FGF-mediated mesoderm induction requires fgf8, which is expressed in the marginal zone even in fus morphants (Fig. 2D,H). We tested the integrity of fgf8 transcripts by RT–PCR using primers covering the first three exons, including the alternatively spliced exon 3 acceptor site. In control embryos, the two isoforms are readily detected, with fgf8b being the major form (Fig. 3I). In contrast, the fgf8a isoform was almost completely absent in fus morphants, and instead a higher-molecular-weight fragment was detected (Fig. 3I). Sequencing of the fragment showed that it corresponded to an aberrant splice form (fgf8b-in1ret), in which the 87-base-pair (bp) intron1 was retained (Fig. 3I, red line). Normal fgf8b translation would be prevented by a stop codon in intron1, but the transcript could potentially produce an N-terminal-truncated protein originating from an internal start codon. We cloned and tested fgf8b-in1ret activity by mRNA injection but did not detect any activity, suggesting that it behaves as a null. Thus, since fgf8b-in1ret did not act as a dominant negative and we detected normal fgf8b, the defect in FGF signaling is not primarily at the ligand level.

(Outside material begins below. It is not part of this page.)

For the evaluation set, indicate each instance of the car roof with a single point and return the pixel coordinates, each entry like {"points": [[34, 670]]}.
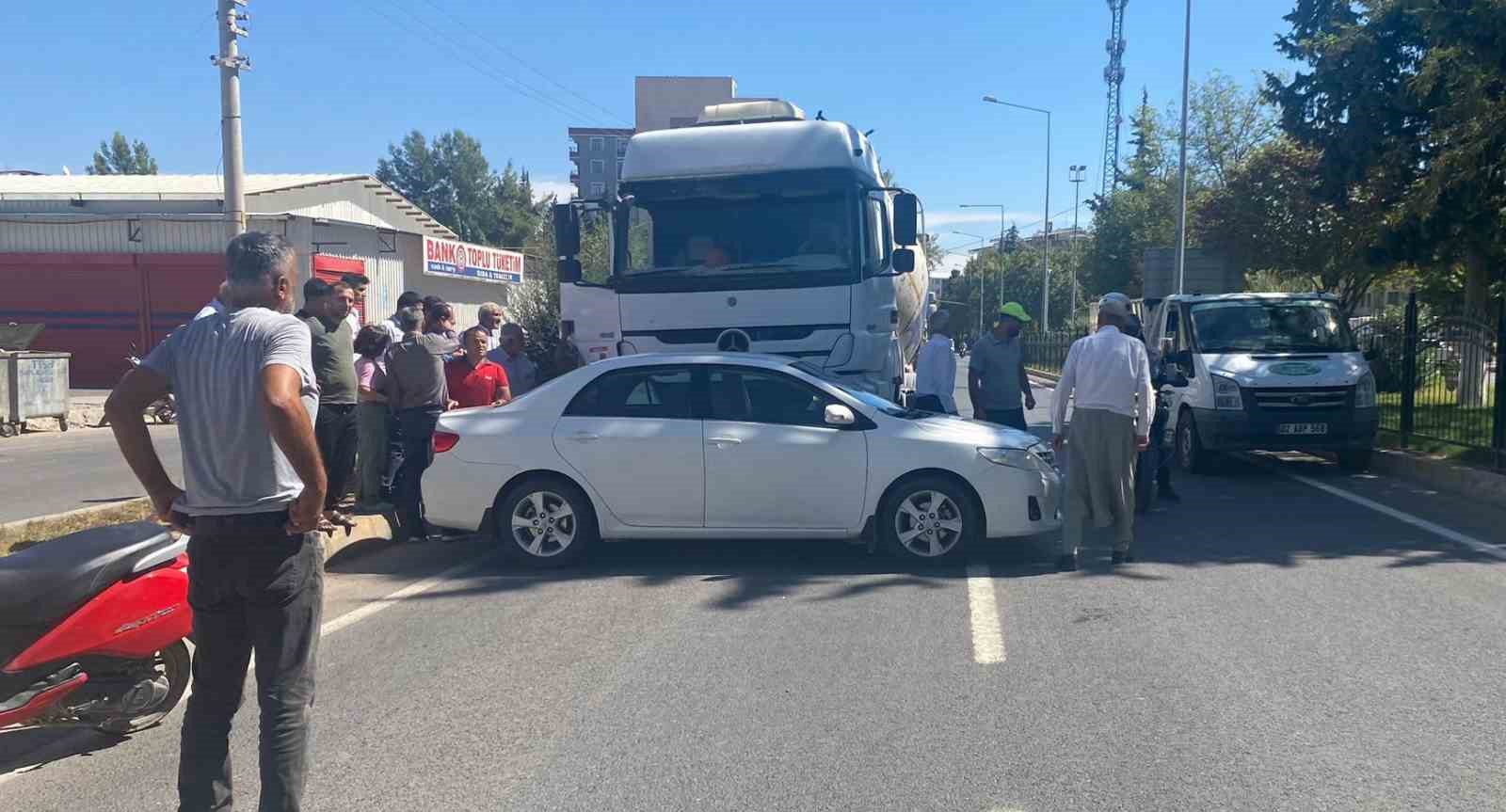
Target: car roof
{"points": [[1235, 297], [655, 358]]}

We then analyzed the expression of FGFRs by RT–PCR using primers that amplify the full-length transcript. While three of the four receptor mRNAs were detected at equivalent levels after fus knockdown, we observed a dramatic decrease in full-length fgfr2 (Fig. 3J). Since fgfr2 is expressed as two major isoforms, we examined their expression by RT–PCR using isoform-specific primers. Using this semiquantitative approach, we found a complete loss of fgfr2c, whereas the levels of fgfr2b appeared normal (Fig. 3K). However, fgfr2b is maternally deposited, and it is likely that we detected perduring maternal transcripts in these experiments. fgfr2c binds fgf8 ligands, and we hypothesized that the failure of fus morphants to express bra might result from defects in fgfr2c expression. To test this, we injected fus morphants with a combination of fgf8b and fgfr2c and examined the expression of bra. Indeed, when injecting fgf8b together with fgfr2c, we partly restored normal bra expression (Fig. 3L–N). In rescue attempts with fgf8b or fgfr2c individually, fgf8b failed, while fgfr2c provided only modest rescue (data not shown), suggesting that both mRNAs are required for bra restoration, and perhaps other signaling components might be compromised. Together, these results strongly suggest that the failure of fus morphants to express bra during gastrulation is caused in part by defects in FGF signaling components, principally fgfr2c.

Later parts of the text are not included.